There are three problems

1. Limited capacity Neural Network (explained by John)
2. Non-stationary Target
3. Non-stationary distribution

Non-stationary Target

In tabular Q-learning, when we update a Q-value, other Q-values in the table don't get affected by this. But in neural networks, one update to the weights aiming to alter one Q-value ends up affecting other Q-values whose states look similar (since neural networks learn a continuous function that is smooth)

This is bad because when you are playing a game, two consecutive states of a game are always similar. Therefore, Q-value updates will increase or decrease Q-values for both states together. So, when you take one as the target for the other, the target becomes non-stationary since it moves along with you. This is analogous to a donkey running to catch a carrot that is attached to its head. Since the target is non-stationary, the donkey will never reach its target. And, in our case, in trying to chase, the Q-values will explode.

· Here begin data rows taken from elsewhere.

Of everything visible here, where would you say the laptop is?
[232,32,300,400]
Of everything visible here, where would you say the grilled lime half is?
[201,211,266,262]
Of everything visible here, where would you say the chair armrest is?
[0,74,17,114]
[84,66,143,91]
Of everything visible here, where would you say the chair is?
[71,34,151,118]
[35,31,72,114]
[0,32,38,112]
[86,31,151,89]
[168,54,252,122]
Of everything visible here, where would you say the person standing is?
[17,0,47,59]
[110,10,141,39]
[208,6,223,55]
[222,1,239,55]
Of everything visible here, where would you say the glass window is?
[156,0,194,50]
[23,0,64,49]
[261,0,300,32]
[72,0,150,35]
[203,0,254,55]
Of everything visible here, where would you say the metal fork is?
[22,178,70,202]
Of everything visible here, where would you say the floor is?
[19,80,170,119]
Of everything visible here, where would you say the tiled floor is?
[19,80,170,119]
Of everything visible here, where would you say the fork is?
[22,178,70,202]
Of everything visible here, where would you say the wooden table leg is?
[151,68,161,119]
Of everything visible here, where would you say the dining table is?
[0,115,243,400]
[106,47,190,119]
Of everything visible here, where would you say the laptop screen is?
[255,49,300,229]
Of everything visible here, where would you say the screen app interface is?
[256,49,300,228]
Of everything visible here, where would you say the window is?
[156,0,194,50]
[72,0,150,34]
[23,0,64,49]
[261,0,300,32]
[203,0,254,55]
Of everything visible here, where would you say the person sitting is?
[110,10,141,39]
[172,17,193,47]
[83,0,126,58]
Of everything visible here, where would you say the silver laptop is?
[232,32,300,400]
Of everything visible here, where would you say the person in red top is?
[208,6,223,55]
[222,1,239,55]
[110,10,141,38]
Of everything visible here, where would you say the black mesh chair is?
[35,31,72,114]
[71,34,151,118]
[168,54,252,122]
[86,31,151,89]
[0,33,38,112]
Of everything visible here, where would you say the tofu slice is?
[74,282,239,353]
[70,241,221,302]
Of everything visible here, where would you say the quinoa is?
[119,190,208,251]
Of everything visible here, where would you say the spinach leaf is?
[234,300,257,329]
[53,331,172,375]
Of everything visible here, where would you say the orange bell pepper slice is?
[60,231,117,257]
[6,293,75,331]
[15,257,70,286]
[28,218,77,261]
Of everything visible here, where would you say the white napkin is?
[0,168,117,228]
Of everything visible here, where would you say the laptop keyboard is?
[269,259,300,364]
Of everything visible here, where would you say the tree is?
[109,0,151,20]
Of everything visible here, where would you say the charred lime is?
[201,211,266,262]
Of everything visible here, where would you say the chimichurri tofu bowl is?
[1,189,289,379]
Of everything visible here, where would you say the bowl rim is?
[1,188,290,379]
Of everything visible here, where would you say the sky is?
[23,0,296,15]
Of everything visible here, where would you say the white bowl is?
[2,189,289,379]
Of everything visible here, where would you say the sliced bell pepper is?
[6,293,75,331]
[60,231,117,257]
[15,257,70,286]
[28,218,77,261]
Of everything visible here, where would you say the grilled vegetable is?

In Human-level control through deep reinforcement learning, this problem is addressed by caching an OLD copy of the DQN for evaluating the targets, & updating the cache every 100,000 steps of learning. This is called a target network, and the targets remain stationary this way.

Non-stationary distribution

This is analogous to the "distribution drift" problem in imitation learning, which can be solved with the dataset aggregation technique called DAgger.

The idea is, as we train, our DQN gets better and better and our policy improves. And this causes our sampling distribution to change since we are doing online learning where we sample according to a policy with $\epsilon$ probability. This is a problem for supervised learning since it assumes stationary distribution or i.i.d. data.

As an analogy, this is like training a Neural Network to identify cats and dogs but showing the network only dogs during the first 100 epochs, and then showing only cats for the remainder epochs. What happens is, the network learns to identify dogs, then forgets it and learns to identify cats.

This is what happens when the distribution changes and we care only about the current distribution during training. So, in order to solve this, same paper starts aggregating data in a large buffer, and samples a mini-batch of both new data as well as old data every time during training. This is called experience replay, since we don't throw away our past experience and keep re-using them in training.